Protestujący skandują "chłopi razem", niosą transparenty, m.in. "My rolnicy - wolni Polacy zielonemu szaleństwu mówimy stop", "Ja nie przetrwam Zielonego Ładu", "Rolnik żywi, rolnik broni i głupotą tą przegoni".
Przewodniczący OPZZ Rolników i Organizacji Rolniczych Sławomir Izdebski otwierając protest podkreślał, że wraz z rolnikami do stolicy przyjechali też górnicy ze związku zawodowego "Sierpień 80", przewoźnicy samochodowi i "ruchów oddolnych". Organizatorzy zaapelowali o nie używanie materiałów pirotechnicznych.
"To że tu jesteśmy, to nie jest sukces, tylko porażka rządzących" mówił przed wymarszem jeden z liderów protestów Szczepan Wójcik. Jak powiedział PAP Wójcik, protestujący domagają się "odstąpienia od błędnych i destrukcyjnych przepisów Zielonego Ładu oraz o uszczelnienie granic przed napływem różnego rodzaju produktów rolno-spożywczych spoza UE, a także obrony hodowli zwierzęcej w Polsce". "To są postulaty, pod którymi podpisują się wszyscy, którzy przyjechali do Warszawy" - dodał Wójcik.
"Niestety nic nie udało się ustalić"
Wysłanników rolników przyjął marszałek Sejmu Szymon Hołownia. Odebrał od nich postulaty - poinformowali uczestników protestu rolników w stolicy członkowie delegacji, która udała się do Sejmu. Jak zaznaczyli, nie zawarto żadnego porozumienia.
"To była zwykła rozmowa bez żadnych konkretów. Niestety, nic nie udało się ustalić, oprócz obietnicy, że stworzony zostanie okrągły stół z przedstawicielami rolników i władz. Nic poza słowami(...) Liczymy na realne i konkretne działania. Na razie nic z tego nie ma" - mówił PAP jeden z liderów protestu Szczepan Wójcik, po spotkaniu w Sejmie. Jak dodał, w jego ocenie rolnicy dalej będą protestować i blokować drogi.
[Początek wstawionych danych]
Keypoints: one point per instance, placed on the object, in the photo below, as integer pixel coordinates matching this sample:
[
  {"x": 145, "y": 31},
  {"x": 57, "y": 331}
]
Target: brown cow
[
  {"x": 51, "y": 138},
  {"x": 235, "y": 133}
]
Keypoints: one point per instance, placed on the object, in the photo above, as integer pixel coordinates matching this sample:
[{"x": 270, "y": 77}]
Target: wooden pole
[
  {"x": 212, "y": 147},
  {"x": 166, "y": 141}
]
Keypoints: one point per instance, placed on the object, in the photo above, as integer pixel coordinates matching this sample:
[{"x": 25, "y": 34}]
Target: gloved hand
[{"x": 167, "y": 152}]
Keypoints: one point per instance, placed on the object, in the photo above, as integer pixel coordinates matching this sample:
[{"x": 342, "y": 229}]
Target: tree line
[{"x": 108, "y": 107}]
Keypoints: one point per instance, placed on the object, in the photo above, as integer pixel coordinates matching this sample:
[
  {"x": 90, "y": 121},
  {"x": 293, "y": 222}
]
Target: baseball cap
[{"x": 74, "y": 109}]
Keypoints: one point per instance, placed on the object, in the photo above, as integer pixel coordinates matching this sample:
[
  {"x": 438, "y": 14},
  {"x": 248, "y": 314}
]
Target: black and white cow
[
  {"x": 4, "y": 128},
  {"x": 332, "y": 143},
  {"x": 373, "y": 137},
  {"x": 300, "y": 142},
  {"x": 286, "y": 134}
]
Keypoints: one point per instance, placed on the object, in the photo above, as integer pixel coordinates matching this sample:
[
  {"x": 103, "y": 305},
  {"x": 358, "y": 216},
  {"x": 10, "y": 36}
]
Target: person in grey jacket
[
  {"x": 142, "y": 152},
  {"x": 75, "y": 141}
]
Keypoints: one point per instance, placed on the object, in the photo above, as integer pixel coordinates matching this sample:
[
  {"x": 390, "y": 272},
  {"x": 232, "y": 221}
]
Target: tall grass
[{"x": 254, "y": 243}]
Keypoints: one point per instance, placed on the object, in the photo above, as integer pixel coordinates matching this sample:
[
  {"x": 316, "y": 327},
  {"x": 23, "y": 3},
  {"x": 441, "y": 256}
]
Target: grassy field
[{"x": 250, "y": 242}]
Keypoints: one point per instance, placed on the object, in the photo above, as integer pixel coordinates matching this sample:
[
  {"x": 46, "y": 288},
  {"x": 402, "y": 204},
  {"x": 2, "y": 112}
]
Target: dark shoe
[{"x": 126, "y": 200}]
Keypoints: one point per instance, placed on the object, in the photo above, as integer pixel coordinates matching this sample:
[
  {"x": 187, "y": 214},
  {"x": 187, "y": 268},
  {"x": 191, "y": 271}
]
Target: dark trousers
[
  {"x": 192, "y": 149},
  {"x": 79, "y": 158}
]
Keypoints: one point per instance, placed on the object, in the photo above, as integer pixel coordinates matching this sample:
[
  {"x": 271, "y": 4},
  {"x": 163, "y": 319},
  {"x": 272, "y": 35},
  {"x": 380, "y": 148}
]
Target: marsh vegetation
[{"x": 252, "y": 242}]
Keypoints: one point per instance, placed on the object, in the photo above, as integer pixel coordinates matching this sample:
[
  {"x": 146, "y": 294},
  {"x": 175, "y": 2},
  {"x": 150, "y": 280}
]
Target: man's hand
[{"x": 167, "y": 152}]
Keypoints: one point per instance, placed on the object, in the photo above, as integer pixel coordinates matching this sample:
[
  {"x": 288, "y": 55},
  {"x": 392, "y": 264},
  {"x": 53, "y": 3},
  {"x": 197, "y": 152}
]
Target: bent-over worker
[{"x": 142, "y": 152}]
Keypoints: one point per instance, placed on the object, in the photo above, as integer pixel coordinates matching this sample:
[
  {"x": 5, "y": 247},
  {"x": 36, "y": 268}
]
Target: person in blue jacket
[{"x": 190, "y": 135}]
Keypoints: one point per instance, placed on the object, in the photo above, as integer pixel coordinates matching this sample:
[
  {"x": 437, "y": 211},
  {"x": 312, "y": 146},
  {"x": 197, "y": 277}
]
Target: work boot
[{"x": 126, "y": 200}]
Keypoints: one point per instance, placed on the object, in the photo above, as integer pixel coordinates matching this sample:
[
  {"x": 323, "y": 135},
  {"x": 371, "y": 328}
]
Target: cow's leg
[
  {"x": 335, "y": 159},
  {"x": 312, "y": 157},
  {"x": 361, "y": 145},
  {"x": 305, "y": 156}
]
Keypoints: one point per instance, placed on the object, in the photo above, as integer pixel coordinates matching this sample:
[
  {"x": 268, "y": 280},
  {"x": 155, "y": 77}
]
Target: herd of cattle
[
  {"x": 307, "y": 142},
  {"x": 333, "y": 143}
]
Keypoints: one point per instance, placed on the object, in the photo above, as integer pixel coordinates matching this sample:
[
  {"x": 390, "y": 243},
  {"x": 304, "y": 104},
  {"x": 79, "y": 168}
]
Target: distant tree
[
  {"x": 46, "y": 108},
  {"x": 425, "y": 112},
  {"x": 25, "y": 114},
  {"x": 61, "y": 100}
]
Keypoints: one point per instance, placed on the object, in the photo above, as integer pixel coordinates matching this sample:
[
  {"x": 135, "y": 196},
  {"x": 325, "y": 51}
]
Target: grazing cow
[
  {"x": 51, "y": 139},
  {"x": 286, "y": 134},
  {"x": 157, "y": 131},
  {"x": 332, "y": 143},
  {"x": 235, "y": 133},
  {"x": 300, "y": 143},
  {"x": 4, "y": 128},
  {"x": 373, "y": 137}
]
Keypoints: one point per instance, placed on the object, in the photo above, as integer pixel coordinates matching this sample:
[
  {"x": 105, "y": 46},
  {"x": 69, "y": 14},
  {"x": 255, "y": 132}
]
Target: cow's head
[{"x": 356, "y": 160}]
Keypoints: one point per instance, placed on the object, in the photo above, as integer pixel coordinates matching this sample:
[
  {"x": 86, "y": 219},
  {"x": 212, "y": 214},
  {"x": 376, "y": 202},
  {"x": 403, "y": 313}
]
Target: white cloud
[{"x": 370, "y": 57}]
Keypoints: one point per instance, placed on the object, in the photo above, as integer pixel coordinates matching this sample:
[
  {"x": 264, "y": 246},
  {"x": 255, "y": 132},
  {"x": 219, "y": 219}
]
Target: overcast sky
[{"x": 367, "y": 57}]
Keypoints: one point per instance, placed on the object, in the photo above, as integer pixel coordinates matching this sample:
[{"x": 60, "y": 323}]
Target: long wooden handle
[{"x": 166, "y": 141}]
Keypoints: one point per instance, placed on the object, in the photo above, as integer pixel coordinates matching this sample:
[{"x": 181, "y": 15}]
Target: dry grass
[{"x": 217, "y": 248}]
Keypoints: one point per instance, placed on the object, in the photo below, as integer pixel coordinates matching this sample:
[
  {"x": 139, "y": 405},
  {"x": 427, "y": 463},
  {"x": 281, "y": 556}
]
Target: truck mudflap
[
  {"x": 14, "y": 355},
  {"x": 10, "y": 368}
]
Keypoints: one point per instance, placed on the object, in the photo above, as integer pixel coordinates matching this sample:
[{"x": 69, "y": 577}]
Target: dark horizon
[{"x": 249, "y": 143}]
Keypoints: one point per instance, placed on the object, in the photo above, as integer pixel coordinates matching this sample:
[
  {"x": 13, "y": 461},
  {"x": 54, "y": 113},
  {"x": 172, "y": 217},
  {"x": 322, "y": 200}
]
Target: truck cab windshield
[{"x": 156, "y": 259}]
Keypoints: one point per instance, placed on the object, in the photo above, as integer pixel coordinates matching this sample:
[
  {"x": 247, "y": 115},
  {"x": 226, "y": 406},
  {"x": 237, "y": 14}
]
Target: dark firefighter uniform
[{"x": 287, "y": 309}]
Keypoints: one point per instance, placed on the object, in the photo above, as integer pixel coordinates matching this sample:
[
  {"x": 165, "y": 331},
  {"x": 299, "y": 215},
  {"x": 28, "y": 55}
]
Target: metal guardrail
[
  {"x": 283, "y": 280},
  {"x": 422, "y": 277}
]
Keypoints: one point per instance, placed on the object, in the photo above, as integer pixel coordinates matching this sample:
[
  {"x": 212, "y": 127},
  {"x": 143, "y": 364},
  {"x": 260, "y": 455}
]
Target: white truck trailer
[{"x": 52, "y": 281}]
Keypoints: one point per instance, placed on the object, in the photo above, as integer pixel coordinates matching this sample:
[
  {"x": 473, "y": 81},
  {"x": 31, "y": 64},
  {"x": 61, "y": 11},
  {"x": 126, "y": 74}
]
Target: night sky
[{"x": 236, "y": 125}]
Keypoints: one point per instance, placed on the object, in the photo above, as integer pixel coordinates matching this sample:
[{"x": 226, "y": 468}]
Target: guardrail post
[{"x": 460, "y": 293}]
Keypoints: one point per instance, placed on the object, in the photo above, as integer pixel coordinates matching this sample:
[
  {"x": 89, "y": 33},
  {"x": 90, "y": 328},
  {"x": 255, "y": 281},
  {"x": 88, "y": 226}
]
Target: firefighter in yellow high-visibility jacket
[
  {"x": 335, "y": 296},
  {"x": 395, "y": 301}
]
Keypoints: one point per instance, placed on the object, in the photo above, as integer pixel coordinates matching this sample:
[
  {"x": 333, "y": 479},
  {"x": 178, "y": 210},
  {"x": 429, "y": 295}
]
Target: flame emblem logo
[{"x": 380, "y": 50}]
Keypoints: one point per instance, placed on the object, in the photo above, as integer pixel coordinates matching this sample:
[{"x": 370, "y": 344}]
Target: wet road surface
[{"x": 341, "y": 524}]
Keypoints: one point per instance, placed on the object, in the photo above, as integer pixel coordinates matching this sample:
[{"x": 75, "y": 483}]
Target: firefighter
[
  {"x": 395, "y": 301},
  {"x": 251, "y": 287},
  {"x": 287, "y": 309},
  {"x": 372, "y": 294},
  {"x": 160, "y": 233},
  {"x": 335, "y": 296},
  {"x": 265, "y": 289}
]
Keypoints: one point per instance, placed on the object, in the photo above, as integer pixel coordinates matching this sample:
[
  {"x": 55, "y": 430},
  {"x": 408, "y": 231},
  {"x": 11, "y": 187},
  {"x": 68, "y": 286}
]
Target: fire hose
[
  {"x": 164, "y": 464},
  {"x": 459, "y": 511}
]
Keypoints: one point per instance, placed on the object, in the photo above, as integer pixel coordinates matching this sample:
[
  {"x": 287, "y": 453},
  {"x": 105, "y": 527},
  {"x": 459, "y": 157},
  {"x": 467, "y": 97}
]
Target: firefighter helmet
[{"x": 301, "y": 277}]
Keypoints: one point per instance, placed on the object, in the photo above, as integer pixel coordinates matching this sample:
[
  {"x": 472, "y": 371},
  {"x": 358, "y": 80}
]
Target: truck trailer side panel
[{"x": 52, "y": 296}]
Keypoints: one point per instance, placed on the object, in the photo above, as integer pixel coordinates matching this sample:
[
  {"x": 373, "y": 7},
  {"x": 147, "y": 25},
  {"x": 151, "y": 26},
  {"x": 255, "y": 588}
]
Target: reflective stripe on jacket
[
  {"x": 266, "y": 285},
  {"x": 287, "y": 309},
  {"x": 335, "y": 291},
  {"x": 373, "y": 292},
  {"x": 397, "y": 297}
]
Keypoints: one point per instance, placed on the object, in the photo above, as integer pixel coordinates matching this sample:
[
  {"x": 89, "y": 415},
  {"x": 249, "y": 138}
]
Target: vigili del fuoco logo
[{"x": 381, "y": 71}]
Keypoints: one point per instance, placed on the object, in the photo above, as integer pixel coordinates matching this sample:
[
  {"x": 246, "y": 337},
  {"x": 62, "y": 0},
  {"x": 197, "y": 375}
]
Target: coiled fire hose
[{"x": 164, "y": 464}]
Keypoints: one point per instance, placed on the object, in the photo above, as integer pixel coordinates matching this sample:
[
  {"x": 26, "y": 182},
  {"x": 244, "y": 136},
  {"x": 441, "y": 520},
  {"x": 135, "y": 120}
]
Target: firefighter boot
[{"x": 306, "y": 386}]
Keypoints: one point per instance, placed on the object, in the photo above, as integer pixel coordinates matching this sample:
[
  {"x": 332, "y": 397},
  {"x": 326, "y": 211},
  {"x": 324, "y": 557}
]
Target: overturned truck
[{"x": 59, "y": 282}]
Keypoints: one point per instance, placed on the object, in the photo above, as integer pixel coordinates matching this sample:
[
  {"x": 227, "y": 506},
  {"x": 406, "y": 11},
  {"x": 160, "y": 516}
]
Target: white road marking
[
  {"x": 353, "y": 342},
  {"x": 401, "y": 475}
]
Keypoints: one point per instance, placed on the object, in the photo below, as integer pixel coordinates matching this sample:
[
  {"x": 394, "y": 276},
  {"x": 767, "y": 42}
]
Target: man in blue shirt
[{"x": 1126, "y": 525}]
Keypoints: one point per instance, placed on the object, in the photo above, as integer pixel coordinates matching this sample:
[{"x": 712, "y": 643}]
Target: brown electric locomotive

Zwracając do uczestników protestu Wójcik mówił, że "nie ma żadnego porozumienia, są postulaty, teraz czekamy na ruch parlamentu i rządzących". "To co mogliśmy zrobić, zrobiliśmy. Nasz głos został usłyszany" - dodał.
Po wyjściu delegacji z Sejmu protestujący rolnicy ruszyli spod parlamentu w kierunku kancelarii premiera.